Hacking last night on a Python (2.6) conversion of a Perl tool I wrote, I ran into a stumbling block. I couldn't figure it out then. I tried again tonight, after a couple of hours I finally tracked it down.
The tool is verifying x509 certs from a TLS connection. To do this, I quickly discovered that Python's ssl module is horribly insecure until Python 3.2, not providing cert verification. pycrypto's OpenSSL package doesn't support using a ca_path directory-of-certs on MacOS. So, I ended up with M2Crypto.
The tool needs to be able to upgrade a connection to TLS on an existing socket, so I abstracted things out and carefully created the SSL context, modified it, created an SSL connection on an existing socket, linked in the BIO stuff using the accessor routines and kicked off the handshake.
For this initial work, I'm speaking HTTPS, so I send the HEAD request, and junk the results. For debugging, I choose to see the results just before junking. Strangely, I get an error page. Checking the server side, Apache logs that the request was just "H". “Invalid method in request H”.
I pick through the crypto code. I confirm things work without crypto in the way. I insert proxy IO layers which dump data to stderr. I disable verification. I experiment with blocking modes, write timeouts, etc. I check results from all the SSL calls.
I write a simple short script, to confirm the problem and … things work. I want to howl in frustration.
Finally, I log the length of the written data. 101 octets with plain HTTP, 202 octets with HTTPS. That's strange, why is the write, at the layer visible to the invoker to the write, considering the data different?
Print the repr() of the request, instead of just printing the request. See that the working confirmation script has a string, my broken tool has a unicode string.
I have a config file which is JSON. The hostname is read from that. The HTTP request header is constructed using the hostname for the Host: header. When written over a plain socket, it's sent as a normal string and I haven't seen a conversion error yet. When sent over SSL, the types are detected and it's sent as UTF-16 data, so that every other octet is, from the perspective of the web-server, a NUL character.

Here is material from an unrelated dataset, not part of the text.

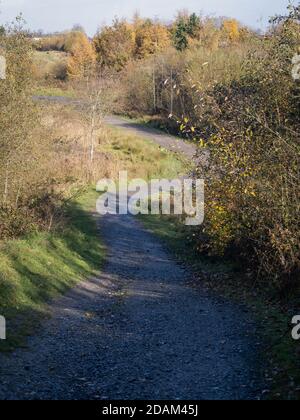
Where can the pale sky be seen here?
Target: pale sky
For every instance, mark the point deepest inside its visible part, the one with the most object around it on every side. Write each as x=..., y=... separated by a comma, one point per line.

Thus I *was* sending more than one character and my decision not to double-check that, last night, was infelicitous.
The automatic codec conversions bit simply because the type behaviour of write()/send() on a file-descriptor changed when I put SSL in as the target. This is the opposite problem to that of Tying oneself in Pythonic knots, where data about the character types was available and not being inferred - the metadata was available and being silently used on write to change behaviour.
Clearly, I was in part wrong in my belief of what The Right Thing to do is. But there needs to be a middle ground. Convert to the right type on reading, declare the codec to be used for writing on an fd for writing and auto-convert, and propagate that up through SSL layers? More thought is needed on my part.
-A Troll Who Needs To Stop Grinding His Teeth